O grande porrete da polícia do mundo
O trânsito de 1900-1907 é ainda mais exemplar. Corresponde ao governo de Theodore Roosevelt, um presidente ousado e com ímpetos guerreiros, que inicia sua administração promovendo uma guerra com a Espanha pelo controle de Cuba. Roosevelt elabora uma política externa que vai ao encontro dos crescentes interesses de magnatas americanos nos países da América Latina. Em sua mensagem ao Congresso de 1904, Roosevelt anunciou a expansão do conceito da Doutrina Monroe, já em voga desde 1823:
No Hemisfério Ocidental, a adesão dos Estados Unidos à Doutrina Monroe pode forçar os Estados Unidos, embora relutantemente (…), a exercer um poder de polícia em nível internacional.
O símbolo deste novo papel policialesco é o big stick (literalmente, o grande porrete) que os americanos deveriam portar em suas relações externas. A primeira manifestação da política do big stick foi a intervenção americana na República Dominicana, tudo porque o governo da pequena ilha não estava pagando em dia sua dívida externa.
Após a intervenção militar, funcionários americanos assumem o controle da alfândega dominicana e passam a recolher diretamente as taxas aduaneiras, que são confiscadas a título de “ressarcimento da dívida”. A ocupação militar só termina dois anos depois, quando o pagamento dos débitos da ilha havia sido regularizada até o último centavo.
Tudo isso está de acordo com o simbolismo do mapa americano naquela ocasião: Plutão (regente de Escorpião, signo que tem relação natural com taxas e impostos), ocupante da casa 2 (valores econômicos) em trânsito pela 7 (relações com outros países) e formando conjunção com Marte (guerra, invasão – o país armado com um grande porrete).
Outra providência tomada por Theodore Roosevelt foi a de enviar em 1906 – ano em que o trânsito Plutão-Marte tornou-se exato – uma reluzente e superequipada esquadra de guerra numa viagem de dois anos pelo mundo, numa demonstração sem precedentes de poderio naval. O objetivo explícito de tal viagem era exibir a capacidade bélica americana e intimidar eventuais adversários [ 4 ].
Diga-se de passagem que um fato pouco observado na literatura astrológica, mas do qual não faltam exemplos históricos, é a tendência de indivíduos e instituições ao exibicionismo nada sutil do próprio poder durante trânsitos críticos de Plutão.

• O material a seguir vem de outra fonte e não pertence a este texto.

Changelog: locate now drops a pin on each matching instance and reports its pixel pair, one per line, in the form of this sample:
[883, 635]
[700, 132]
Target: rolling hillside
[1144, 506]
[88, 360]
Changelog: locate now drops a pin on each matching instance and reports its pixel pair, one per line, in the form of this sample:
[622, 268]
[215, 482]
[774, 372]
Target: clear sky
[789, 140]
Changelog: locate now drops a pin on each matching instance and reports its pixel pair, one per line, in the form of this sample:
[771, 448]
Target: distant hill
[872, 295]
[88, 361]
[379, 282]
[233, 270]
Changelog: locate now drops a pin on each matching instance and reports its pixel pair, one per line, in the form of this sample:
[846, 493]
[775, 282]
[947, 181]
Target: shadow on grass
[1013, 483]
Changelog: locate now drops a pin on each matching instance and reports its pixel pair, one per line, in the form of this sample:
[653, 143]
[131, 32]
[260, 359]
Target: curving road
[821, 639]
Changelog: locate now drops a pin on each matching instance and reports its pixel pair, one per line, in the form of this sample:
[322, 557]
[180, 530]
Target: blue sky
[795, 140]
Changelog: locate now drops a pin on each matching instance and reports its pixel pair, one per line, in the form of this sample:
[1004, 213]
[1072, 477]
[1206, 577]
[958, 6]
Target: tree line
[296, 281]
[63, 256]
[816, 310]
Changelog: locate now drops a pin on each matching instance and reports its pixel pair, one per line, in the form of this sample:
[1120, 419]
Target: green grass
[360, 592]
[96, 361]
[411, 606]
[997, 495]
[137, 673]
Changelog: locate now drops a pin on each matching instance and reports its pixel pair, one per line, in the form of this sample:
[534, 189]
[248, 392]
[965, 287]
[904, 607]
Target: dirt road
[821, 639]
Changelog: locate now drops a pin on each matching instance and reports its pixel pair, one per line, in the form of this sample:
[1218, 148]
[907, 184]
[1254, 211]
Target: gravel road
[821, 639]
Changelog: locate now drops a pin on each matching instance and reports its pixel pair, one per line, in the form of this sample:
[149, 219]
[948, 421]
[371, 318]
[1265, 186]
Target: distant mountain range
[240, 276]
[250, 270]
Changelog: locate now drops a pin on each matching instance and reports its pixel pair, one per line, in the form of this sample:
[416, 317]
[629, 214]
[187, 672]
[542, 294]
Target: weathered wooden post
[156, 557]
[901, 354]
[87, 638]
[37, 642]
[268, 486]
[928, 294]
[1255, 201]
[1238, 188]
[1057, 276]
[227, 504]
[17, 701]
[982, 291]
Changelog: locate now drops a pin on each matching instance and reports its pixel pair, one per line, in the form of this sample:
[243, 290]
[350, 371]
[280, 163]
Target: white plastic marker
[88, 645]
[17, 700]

Entre 1964 e 1967, os Estados Unidos estavam de novo envolvidos em mais de uma guerra. De um lado, centenas de milhares de soldados lutavam na malfadada Guerra do Vietnã, um conflito desnecessário e só compreensível pela exacerbação do clima de guerra fria então existente. Para não fugir à tradição, os americanos promoviam, de outro lado, a ocupação (mais uma vez) da República Dominicana e imiscuíam-se ativamente em assuntos internos de dezenas de nações latino-americanas e africanas.
A Guerra do Vietnã foi um duro fracasso para a política externa americana, que só começou a diminuir o ritmo de sua participação após 1968, em parte por causa da pressão cada vez maior da opinião pública.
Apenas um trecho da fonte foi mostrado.